Qantas today announced it will resume Airbus A380 services between Australia and the US, beginning with QF93 from Melbourne to Los Angeles on January 16.
Despite resuming A380 services in late November following the November 3 QF32 mid-air engine failure and subsequent grounding of the type, the airline decided not to return the aircraft to Los Angeles-Australia routes as they regularly require the use of maximum engine thrust.
Since returning the A380 to service Qantas has monitored the performance of the A380’s Rolls-Royce Trent 900 engines, and after extensive analysis Qantas, Rolls-Royce and CASA are now satisfied that A380 flying on the Los Angeles to Australia route with use of maximum engine thrust can resume.
Qantas CEO Alan Joyce said that the decision would see Qantas continue the progressive reintroduction of A380s to its existing network.

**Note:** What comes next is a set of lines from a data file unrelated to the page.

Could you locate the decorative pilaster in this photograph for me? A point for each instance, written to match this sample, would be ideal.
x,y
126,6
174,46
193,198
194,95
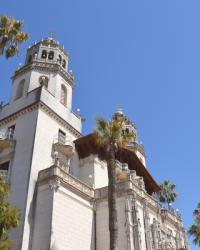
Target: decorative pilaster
x,y
147,227
136,224
154,230
128,223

“The decision not to operate Los Angeles services allowed us to gain further operational experience before deploying the A380 on these routes,” Joyce said.
“Only when we, our manufacturers and our regulators were completely satisfied that it was safe to begin flying the aircraft again did we resume A380 services, initially on London routes only.
“In the meantime, our A380 engine inspection process continues as we gradually restore the aircraft to our international network. We are operating a full international and domestic schedule, using our entire range of aircraft.”
For the rest of the month, Qantas will operate 14 A380 services a week, comprising QF9/10 Melbourne-Singapore-London three times per week; QF11/12 Sydney-Los Angeles four times weekly; and QF31/32 Sydney-Singapore-London daily.
A spokesperson for Rolls-Royce stated that the engine manufacturer was “delighted” that Qantas could resume its LA A380s services.
“All engine thrust restrictions have now been removed in agreement with Airbus, our airline customers and the regulators,” the spokesperson said.
“Immediately following the event of November 4th we agreed a program of inspection and maintenance which allowed the majority of the Trent 900 fleet to continue to fly as scheduled. This inspection regime has also been alleviated.”